Recently, i’ve been experiencing NYC in a strangely sentimental way every time i commute into the city for work. I find myself snapping out of my usual thought-filled daze, looking up from the sidewalk, and just taking everything in, as if i were discovering the city anew. And i can’t help but assume that i wouldn’t fit in anywhere other than New York. I have these thoughts regularly, but these days, the conviction is so unshakable. Sometimes when i ride the subway, i like to stand and hold the pole even if there are empty seats and casually look around and observe the people. I don’t know what it is about subway trains, but i instantly feel comfortable and content in that sea of strangers who are so absorbed in their own bubbles but also refreshingly friendly, when given a chance to be. New York friendly is a rare kind of friendly: not overwhelming, not interfering, and most definitely not forced. Friendliness in New York is warranted, not expected, but it’s also surprisingly prevalent, if you know how to interact with the people. It could be in a quick nod or even just a glance. Wherever you find it, it’s cool, never clingy, and it always brightens up your day, if only for a fleeting moment. Perhaps “friendliness” is not the right word. Maybe it’s solidarity.

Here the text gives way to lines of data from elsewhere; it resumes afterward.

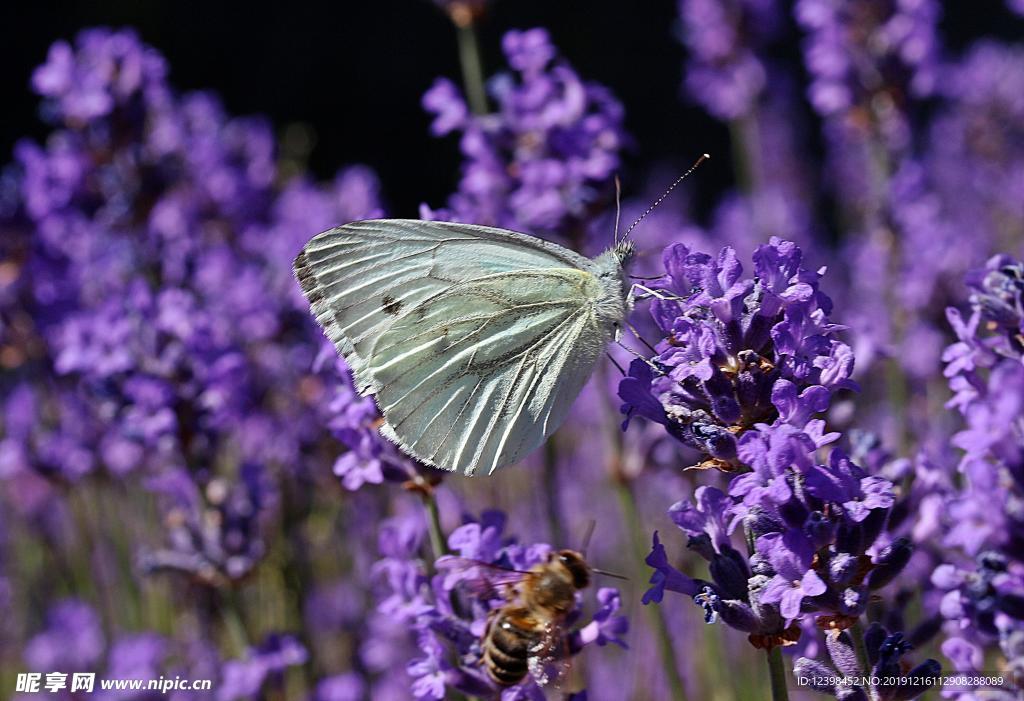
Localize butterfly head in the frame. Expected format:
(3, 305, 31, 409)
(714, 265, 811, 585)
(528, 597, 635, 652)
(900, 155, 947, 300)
(613, 239, 636, 268)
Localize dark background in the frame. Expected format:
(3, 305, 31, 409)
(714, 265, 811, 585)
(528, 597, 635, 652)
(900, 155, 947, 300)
(0, 0, 1018, 219)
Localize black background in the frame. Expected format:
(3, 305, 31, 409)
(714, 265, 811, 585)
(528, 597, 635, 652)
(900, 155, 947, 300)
(1, 0, 1019, 219)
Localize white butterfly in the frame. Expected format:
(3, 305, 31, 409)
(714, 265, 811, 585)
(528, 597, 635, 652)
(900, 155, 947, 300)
(294, 219, 635, 476)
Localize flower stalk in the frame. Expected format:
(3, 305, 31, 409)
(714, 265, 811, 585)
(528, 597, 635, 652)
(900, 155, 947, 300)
(421, 488, 449, 569)
(767, 646, 790, 701)
(850, 620, 878, 701)
(455, 21, 488, 115)
(616, 480, 689, 701)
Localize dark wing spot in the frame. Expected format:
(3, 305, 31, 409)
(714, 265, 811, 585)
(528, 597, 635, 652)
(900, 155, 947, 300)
(382, 294, 403, 316)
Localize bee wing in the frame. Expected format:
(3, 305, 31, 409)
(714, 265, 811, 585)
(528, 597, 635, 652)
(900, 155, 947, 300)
(526, 618, 572, 688)
(436, 556, 533, 599)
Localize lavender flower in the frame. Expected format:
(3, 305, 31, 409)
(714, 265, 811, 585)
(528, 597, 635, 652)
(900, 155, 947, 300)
(5, 11, 1024, 701)
(1, 30, 392, 699)
(138, 465, 274, 586)
(313, 674, 366, 701)
(794, 623, 939, 700)
(218, 635, 308, 701)
(620, 238, 855, 470)
(321, 350, 422, 491)
(24, 599, 105, 672)
(678, 0, 782, 120)
(1, 28, 384, 491)
(933, 255, 1024, 698)
(634, 239, 933, 701)
(421, 28, 625, 240)
(795, 0, 940, 138)
(927, 42, 1024, 263)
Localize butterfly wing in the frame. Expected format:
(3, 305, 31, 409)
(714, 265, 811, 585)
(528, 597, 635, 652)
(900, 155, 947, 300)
(295, 219, 618, 475)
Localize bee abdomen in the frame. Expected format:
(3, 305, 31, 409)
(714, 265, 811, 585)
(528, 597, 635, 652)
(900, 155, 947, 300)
(483, 611, 538, 687)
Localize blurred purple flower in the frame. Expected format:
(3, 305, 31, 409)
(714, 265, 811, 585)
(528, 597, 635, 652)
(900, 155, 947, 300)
(218, 635, 308, 701)
(314, 674, 366, 701)
(421, 28, 625, 238)
(932, 255, 1024, 697)
(24, 599, 105, 672)
(1, 27, 385, 493)
(678, 0, 782, 119)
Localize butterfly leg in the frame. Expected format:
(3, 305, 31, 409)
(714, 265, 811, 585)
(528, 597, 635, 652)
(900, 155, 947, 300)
(605, 351, 626, 376)
(613, 339, 666, 375)
(623, 319, 658, 355)
(629, 283, 686, 302)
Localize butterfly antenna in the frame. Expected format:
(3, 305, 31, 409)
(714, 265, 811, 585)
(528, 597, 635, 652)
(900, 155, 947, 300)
(615, 339, 665, 374)
(621, 153, 710, 241)
(613, 175, 623, 245)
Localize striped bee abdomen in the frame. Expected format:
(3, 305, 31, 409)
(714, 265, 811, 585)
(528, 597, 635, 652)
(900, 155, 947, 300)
(483, 607, 540, 686)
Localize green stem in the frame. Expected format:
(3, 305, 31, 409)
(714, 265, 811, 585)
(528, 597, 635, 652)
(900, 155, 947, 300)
(542, 439, 565, 546)
(417, 491, 473, 701)
(422, 490, 449, 571)
(596, 358, 687, 700)
(222, 588, 251, 656)
(95, 480, 144, 630)
(767, 646, 791, 701)
(729, 110, 764, 198)
(615, 480, 688, 701)
(864, 124, 913, 454)
(850, 621, 878, 701)
(456, 22, 488, 115)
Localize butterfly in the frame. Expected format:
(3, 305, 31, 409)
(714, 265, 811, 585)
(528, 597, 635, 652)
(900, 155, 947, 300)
(294, 155, 708, 477)
(294, 219, 634, 476)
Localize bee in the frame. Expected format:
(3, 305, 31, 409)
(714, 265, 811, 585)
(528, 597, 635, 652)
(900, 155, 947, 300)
(480, 549, 592, 687)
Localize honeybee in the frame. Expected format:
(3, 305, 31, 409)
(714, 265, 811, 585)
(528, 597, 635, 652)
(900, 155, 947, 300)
(479, 549, 593, 688)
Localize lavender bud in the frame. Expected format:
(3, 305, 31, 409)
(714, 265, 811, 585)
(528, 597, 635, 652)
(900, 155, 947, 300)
(839, 586, 869, 617)
(805, 510, 838, 549)
(859, 508, 890, 550)
(779, 497, 810, 530)
(867, 538, 913, 590)
(734, 369, 768, 415)
(978, 550, 1009, 573)
(693, 422, 739, 460)
(864, 623, 888, 669)
(836, 521, 864, 555)
(826, 630, 863, 678)
(714, 598, 761, 633)
(710, 550, 751, 601)
(749, 552, 774, 577)
(997, 592, 1024, 619)
(906, 617, 942, 648)
(883, 659, 941, 701)
(744, 507, 785, 539)
(793, 658, 838, 692)
(747, 575, 785, 632)
(687, 533, 716, 561)
(829, 552, 860, 586)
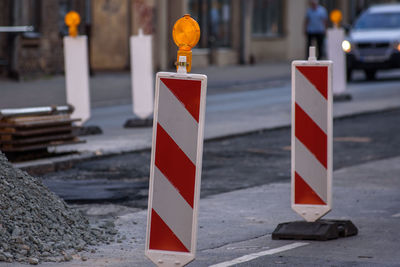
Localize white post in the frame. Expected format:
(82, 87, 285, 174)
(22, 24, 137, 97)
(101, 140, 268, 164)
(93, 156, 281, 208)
(177, 56, 187, 74)
(130, 29, 154, 119)
(308, 46, 317, 62)
(327, 27, 347, 95)
(63, 36, 91, 125)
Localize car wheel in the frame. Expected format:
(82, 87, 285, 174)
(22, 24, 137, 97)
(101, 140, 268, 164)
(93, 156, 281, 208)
(347, 69, 353, 81)
(365, 70, 377, 80)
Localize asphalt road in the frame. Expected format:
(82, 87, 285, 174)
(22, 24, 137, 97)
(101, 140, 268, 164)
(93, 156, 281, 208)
(42, 109, 400, 209)
(31, 108, 400, 267)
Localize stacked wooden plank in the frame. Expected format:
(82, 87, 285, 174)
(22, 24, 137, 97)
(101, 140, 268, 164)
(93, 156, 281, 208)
(0, 105, 84, 152)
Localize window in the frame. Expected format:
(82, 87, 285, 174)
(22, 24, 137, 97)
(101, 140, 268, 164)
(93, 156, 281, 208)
(189, 0, 232, 48)
(13, 0, 41, 33)
(320, 0, 338, 14)
(252, 0, 283, 37)
(59, 0, 73, 36)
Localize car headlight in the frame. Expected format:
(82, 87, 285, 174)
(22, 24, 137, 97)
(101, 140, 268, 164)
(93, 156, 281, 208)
(394, 41, 400, 52)
(342, 40, 351, 53)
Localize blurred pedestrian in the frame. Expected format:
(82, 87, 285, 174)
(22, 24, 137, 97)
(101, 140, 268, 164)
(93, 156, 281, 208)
(210, 0, 220, 37)
(304, 0, 328, 59)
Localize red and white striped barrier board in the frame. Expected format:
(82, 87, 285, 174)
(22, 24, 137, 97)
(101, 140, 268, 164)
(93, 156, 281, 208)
(291, 57, 333, 222)
(145, 72, 207, 266)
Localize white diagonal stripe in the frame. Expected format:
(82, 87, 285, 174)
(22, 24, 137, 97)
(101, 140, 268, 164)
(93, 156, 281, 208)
(158, 81, 198, 164)
(152, 166, 193, 251)
(295, 138, 327, 203)
(295, 68, 327, 133)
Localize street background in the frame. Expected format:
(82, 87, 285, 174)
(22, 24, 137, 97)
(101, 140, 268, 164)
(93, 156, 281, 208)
(1, 0, 400, 266)
(0, 64, 398, 267)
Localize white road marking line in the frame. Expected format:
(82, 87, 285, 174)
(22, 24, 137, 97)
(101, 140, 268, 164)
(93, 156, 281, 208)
(392, 213, 400, 218)
(209, 242, 309, 267)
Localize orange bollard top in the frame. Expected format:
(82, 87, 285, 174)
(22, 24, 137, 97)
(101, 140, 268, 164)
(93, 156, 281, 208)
(172, 14, 200, 73)
(65, 11, 81, 37)
(330, 9, 342, 28)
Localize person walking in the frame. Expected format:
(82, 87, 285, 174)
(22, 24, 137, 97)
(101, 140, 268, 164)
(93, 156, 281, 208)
(305, 0, 328, 59)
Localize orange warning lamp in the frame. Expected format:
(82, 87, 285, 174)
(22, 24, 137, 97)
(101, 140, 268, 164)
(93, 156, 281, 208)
(330, 9, 342, 27)
(65, 11, 81, 37)
(172, 14, 200, 73)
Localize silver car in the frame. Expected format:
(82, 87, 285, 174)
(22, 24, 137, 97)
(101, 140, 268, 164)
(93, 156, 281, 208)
(342, 4, 400, 80)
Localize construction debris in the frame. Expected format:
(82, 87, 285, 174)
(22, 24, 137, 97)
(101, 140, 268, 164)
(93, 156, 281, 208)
(0, 152, 115, 264)
(0, 105, 84, 154)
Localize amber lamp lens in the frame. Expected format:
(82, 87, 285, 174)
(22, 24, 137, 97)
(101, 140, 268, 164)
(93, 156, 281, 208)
(330, 10, 342, 26)
(172, 15, 200, 50)
(65, 11, 81, 27)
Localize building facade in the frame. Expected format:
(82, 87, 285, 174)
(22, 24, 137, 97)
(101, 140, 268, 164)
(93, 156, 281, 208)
(0, 0, 399, 78)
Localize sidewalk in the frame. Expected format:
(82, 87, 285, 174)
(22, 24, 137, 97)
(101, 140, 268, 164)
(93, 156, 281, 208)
(0, 62, 291, 109)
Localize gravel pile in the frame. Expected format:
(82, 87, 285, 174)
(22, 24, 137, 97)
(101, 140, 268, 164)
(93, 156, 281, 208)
(0, 152, 116, 264)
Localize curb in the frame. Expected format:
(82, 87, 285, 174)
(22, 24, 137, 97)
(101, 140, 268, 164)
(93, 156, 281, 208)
(15, 106, 400, 176)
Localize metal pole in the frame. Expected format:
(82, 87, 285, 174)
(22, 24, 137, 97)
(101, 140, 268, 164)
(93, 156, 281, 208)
(0, 105, 74, 119)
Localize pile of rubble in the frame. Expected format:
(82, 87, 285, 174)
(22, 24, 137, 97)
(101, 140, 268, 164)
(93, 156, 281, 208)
(0, 152, 115, 264)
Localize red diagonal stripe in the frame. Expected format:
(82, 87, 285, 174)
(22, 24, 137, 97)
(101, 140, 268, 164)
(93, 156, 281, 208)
(296, 66, 328, 99)
(155, 123, 196, 208)
(295, 103, 327, 168)
(160, 78, 201, 122)
(294, 172, 326, 205)
(149, 209, 189, 252)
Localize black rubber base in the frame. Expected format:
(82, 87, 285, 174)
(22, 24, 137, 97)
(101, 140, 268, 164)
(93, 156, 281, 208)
(272, 220, 358, 241)
(333, 93, 352, 102)
(124, 118, 153, 128)
(75, 125, 103, 136)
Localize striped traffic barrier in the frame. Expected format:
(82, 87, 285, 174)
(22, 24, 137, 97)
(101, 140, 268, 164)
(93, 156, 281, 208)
(145, 69, 207, 266)
(291, 47, 333, 222)
(146, 15, 205, 266)
(272, 47, 358, 241)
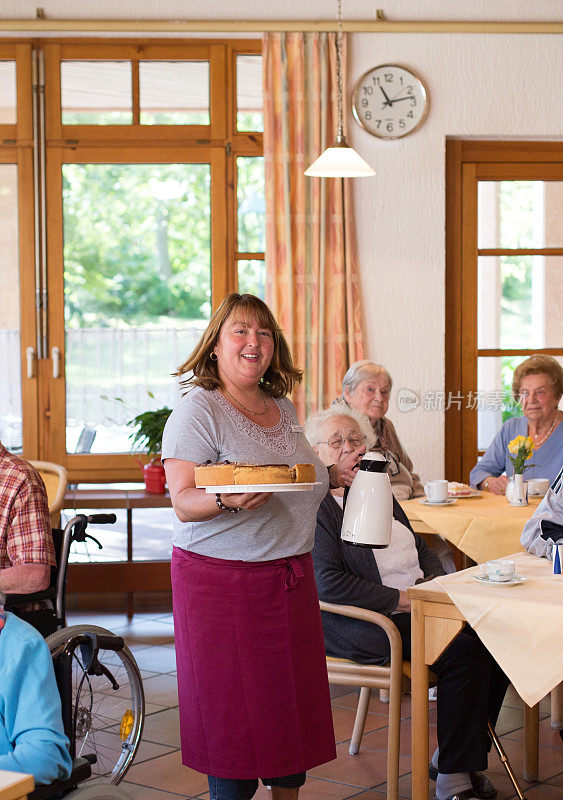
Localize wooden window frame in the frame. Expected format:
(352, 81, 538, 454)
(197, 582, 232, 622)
(5, 38, 263, 479)
(445, 140, 563, 482)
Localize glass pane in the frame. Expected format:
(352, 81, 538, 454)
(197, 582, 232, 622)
(139, 61, 210, 125)
(236, 55, 263, 132)
(0, 164, 22, 451)
(61, 61, 132, 125)
(67, 490, 173, 563)
(478, 181, 563, 248)
(237, 156, 265, 252)
(478, 255, 563, 349)
(477, 355, 563, 450)
(62, 163, 211, 454)
(238, 259, 266, 299)
(0, 61, 16, 124)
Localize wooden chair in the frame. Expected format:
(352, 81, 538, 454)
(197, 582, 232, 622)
(320, 601, 407, 800)
(321, 601, 529, 800)
(28, 460, 68, 526)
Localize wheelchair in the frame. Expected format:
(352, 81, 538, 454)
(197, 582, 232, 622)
(6, 514, 145, 799)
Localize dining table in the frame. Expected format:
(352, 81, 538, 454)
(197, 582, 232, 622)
(402, 491, 542, 563)
(0, 770, 33, 800)
(407, 551, 563, 800)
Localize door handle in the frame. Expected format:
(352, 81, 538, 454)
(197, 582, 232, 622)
(26, 346, 36, 379)
(51, 346, 61, 378)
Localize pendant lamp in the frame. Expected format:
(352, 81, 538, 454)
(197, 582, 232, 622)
(305, 0, 375, 178)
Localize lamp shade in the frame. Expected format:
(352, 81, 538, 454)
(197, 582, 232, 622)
(305, 138, 376, 178)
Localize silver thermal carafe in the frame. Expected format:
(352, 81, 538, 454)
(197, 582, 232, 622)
(341, 451, 393, 548)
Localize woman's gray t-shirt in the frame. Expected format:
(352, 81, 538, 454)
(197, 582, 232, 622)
(161, 387, 329, 561)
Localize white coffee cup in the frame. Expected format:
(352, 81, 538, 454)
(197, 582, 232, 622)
(424, 479, 449, 503)
(481, 559, 516, 582)
(527, 478, 550, 497)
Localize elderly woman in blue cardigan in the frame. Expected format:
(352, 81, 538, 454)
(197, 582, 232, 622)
(0, 594, 72, 784)
(470, 355, 563, 494)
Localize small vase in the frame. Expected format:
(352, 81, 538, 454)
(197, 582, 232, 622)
(506, 473, 528, 506)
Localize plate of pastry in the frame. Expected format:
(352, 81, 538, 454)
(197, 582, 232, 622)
(195, 462, 321, 492)
(448, 482, 482, 498)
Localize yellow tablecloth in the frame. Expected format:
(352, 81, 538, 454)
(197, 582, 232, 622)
(436, 552, 563, 707)
(403, 492, 542, 563)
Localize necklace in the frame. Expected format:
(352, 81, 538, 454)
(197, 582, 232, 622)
(222, 386, 269, 416)
(528, 412, 560, 448)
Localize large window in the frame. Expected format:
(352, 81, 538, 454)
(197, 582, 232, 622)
(0, 41, 265, 481)
(446, 142, 563, 481)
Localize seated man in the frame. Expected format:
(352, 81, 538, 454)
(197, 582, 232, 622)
(0, 442, 56, 631)
(0, 593, 72, 783)
(307, 407, 509, 800)
(521, 465, 563, 559)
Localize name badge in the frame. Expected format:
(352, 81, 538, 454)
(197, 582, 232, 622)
(291, 424, 305, 433)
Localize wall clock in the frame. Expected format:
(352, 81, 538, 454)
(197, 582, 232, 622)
(352, 64, 429, 139)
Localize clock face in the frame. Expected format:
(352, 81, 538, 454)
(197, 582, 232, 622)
(352, 64, 428, 139)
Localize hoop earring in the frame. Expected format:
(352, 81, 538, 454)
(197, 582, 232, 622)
(209, 352, 218, 362)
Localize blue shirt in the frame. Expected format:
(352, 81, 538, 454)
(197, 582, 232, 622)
(469, 416, 563, 488)
(0, 612, 72, 783)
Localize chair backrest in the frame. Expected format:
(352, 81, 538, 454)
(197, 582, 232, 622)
(28, 460, 68, 526)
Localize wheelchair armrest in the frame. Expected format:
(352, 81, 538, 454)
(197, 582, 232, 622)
(5, 587, 56, 606)
(27, 756, 92, 800)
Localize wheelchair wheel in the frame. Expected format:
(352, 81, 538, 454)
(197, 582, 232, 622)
(46, 624, 144, 785)
(63, 785, 132, 799)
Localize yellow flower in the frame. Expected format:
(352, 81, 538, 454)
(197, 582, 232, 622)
(508, 435, 533, 455)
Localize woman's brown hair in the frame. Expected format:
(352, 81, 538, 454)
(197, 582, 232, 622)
(512, 353, 563, 402)
(175, 293, 302, 398)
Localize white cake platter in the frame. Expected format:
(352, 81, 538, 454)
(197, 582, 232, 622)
(203, 482, 323, 493)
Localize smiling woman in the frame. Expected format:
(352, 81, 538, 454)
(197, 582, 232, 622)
(160, 293, 364, 800)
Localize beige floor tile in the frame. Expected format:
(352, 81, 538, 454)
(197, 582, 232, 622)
(488, 737, 563, 782)
(519, 783, 563, 799)
(122, 779, 189, 798)
(125, 749, 209, 795)
(332, 689, 416, 721)
(134, 645, 177, 672)
(504, 716, 563, 748)
(129, 737, 178, 765)
(544, 770, 563, 787)
(309, 741, 411, 788)
(361, 719, 438, 757)
(120, 619, 176, 645)
(141, 673, 180, 707)
(331, 705, 388, 744)
(142, 707, 181, 747)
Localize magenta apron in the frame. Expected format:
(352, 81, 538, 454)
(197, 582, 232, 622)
(171, 546, 336, 779)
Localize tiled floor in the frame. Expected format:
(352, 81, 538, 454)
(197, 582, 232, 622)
(66, 609, 563, 800)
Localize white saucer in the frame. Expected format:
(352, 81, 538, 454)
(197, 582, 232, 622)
(203, 482, 322, 493)
(473, 574, 528, 587)
(417, 498, 458, 507)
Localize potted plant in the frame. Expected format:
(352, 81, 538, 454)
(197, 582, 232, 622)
(127, 404, 172, 494)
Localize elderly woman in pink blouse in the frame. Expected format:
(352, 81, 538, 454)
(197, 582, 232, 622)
(334, 360, 423, 501)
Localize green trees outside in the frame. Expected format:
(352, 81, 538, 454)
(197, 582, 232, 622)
(62, 162, 212, 328)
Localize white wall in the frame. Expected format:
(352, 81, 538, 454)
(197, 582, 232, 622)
(3, 1, 563, 481)
(349, 31, 563, 481)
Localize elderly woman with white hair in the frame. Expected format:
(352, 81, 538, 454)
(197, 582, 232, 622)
(306, 407, 509, 800)
(334, 360, 423, 500)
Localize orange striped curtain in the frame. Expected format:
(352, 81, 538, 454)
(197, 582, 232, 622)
(263, 32, 364, 422)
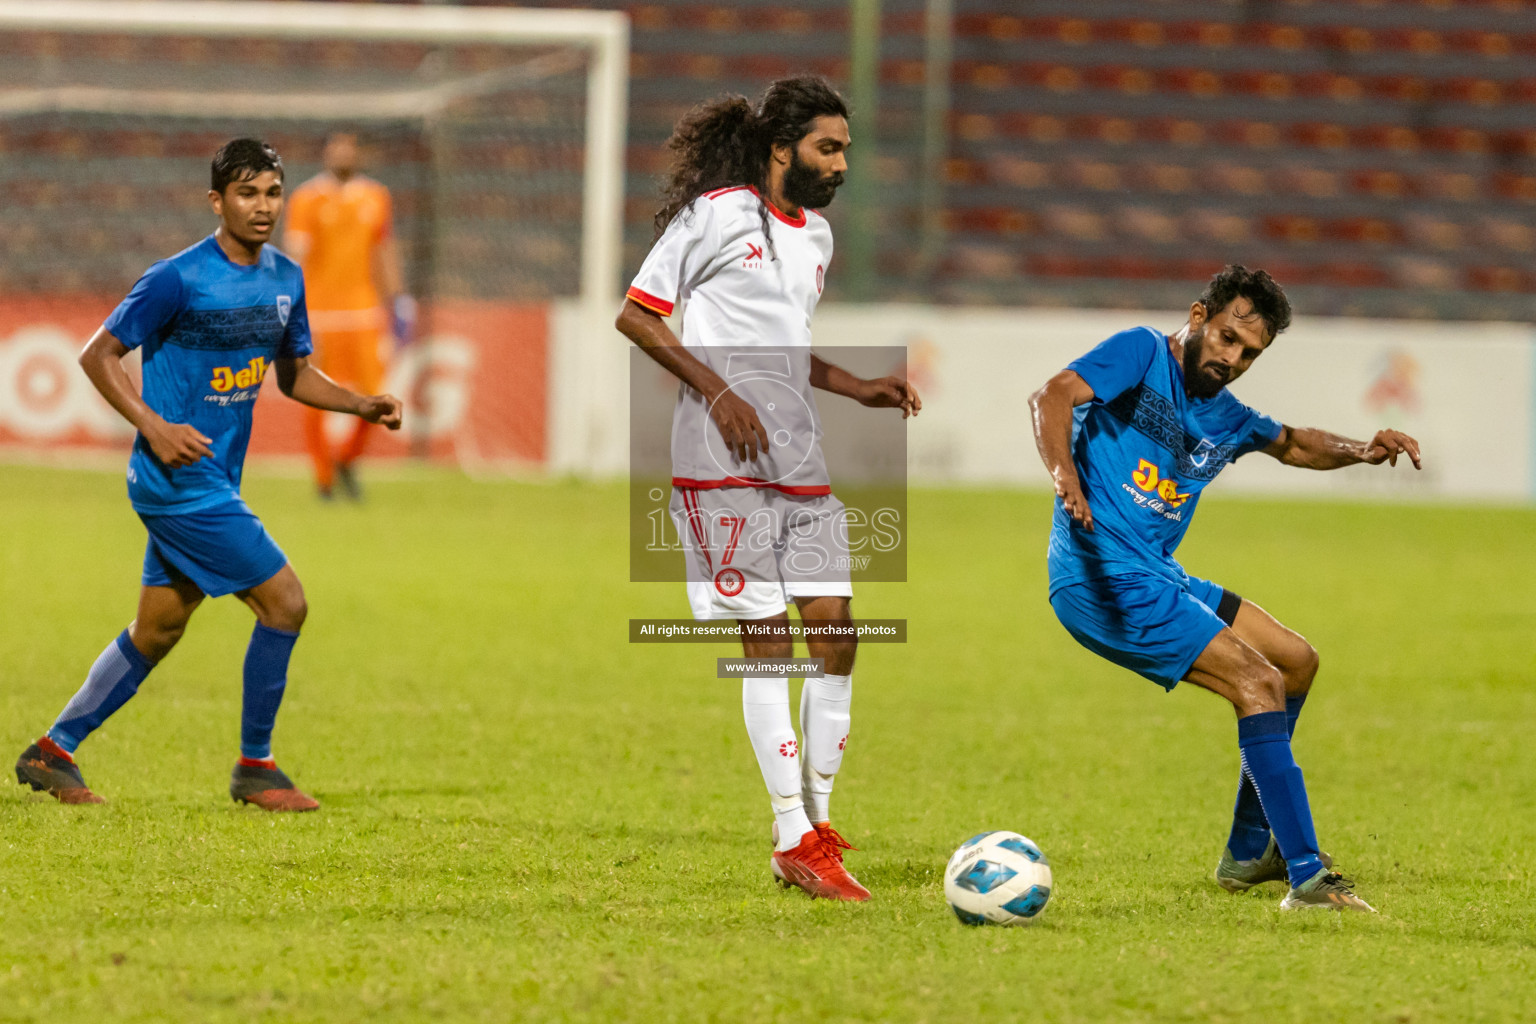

The bubbles definitely exist, but they’re so clumsy and thin and easily breakable, and not many people realize that everyone needs and wants to break out of them sometimes. There’s a secret camaraderie among New Yorkers, and i’m not sure how much of that exists—and if it does, what it’s like—in other big cities. And so this is the question i’m faced with now: do i leave New York knowing that physically, it’s an unhealthy environment for me, but risking never getting used to a population that behaves differently? Do i go for the people or the environment? In a way, i guess they’re one and the same. What i really wanna know is, what are people in other big cities like?
*photo is of street artist Keith Haring and was taken by Chantal Regnault. found here.